# Find the volume $V_y$ of the figure bounded by the lines $y=x^2,x=3,y=0$ [closed]

Find the volume $V_y$ of the figure bounded by the lines $y=x^2,x=3,y=0$

I tried:

$$V_y=\pi \int_{0}^{3} x^4 dx=\pi \frac {3^5}{5}$$

Is this solution correct?

• Are you referring to a revolution solid around x axis?
– user
May 3 '18 at 9:49
• Around $O_y$ ..
– user548054
May 3 '18 at 9:50
• You should precise this point in the OP, are you looking for the volume of the solid of revolution around the y axis?
– user
May 3 '18 at 9:52
• Yes you are right..
– user548054
May 3 '18 at 9:53

Your derivation is correct for the volume for the solid of revolution around the $x$ axis by disk method.

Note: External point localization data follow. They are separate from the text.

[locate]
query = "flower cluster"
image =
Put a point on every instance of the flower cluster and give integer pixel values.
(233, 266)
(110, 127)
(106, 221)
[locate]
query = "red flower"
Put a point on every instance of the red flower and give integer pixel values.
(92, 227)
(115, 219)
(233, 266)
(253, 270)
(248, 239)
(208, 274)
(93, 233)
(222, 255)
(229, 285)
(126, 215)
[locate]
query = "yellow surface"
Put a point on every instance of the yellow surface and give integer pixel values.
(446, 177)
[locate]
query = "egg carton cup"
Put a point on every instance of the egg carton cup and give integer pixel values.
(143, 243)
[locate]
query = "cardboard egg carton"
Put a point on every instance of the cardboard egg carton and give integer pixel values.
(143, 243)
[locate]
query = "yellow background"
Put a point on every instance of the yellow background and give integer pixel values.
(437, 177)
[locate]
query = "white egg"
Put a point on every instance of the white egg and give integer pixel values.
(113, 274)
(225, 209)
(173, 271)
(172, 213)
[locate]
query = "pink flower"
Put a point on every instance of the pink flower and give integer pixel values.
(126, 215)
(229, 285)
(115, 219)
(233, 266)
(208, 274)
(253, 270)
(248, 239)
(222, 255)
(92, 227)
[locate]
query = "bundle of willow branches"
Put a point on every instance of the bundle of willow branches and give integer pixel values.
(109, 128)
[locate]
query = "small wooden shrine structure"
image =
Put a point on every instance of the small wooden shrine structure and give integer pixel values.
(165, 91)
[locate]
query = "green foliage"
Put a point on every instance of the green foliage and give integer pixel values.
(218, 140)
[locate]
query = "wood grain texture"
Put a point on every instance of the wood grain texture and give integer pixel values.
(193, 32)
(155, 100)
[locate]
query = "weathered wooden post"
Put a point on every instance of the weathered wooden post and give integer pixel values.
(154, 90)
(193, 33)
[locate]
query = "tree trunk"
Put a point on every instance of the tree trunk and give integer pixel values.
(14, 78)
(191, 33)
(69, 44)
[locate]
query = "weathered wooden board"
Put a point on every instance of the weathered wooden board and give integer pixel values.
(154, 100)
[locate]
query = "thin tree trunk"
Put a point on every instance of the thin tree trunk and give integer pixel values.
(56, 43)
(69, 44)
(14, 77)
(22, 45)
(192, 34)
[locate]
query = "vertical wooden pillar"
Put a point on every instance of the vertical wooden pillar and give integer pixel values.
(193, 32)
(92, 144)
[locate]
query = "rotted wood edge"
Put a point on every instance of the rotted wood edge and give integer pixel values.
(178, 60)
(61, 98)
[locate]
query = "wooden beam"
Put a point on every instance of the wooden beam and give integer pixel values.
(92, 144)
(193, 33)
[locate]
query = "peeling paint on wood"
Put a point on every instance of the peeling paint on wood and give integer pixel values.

Note that, for to the volume for the solid of revolution around the $y$ axis by disk method the set up would be

$$\pi \int_{0}^{9} (9-y)\, dy$$

• How did you find this formula?
– user548054
May 3 '18 at 9:57
• Opsss there was a typo. To see that make a sketch; for each fixed value of y the elementary volume is $dV=(\pi R_2^2-\pi R_1^2)dy=\pi (3^2-(\sqrt y)^2)dy$
– user
May 3 '18 at 10:02
• @Beginner You can also refer to tutorial.math.lamar.edu/Classes/CalcI/VolumeWithRings.aspx
– user
May 3 '18 at 10:04
• Thank you very much. (+1)
– user548054
May 3 '18 at 10:18
• @Beginner You are welcome! Bye
– user
May 3 '18 at 10:19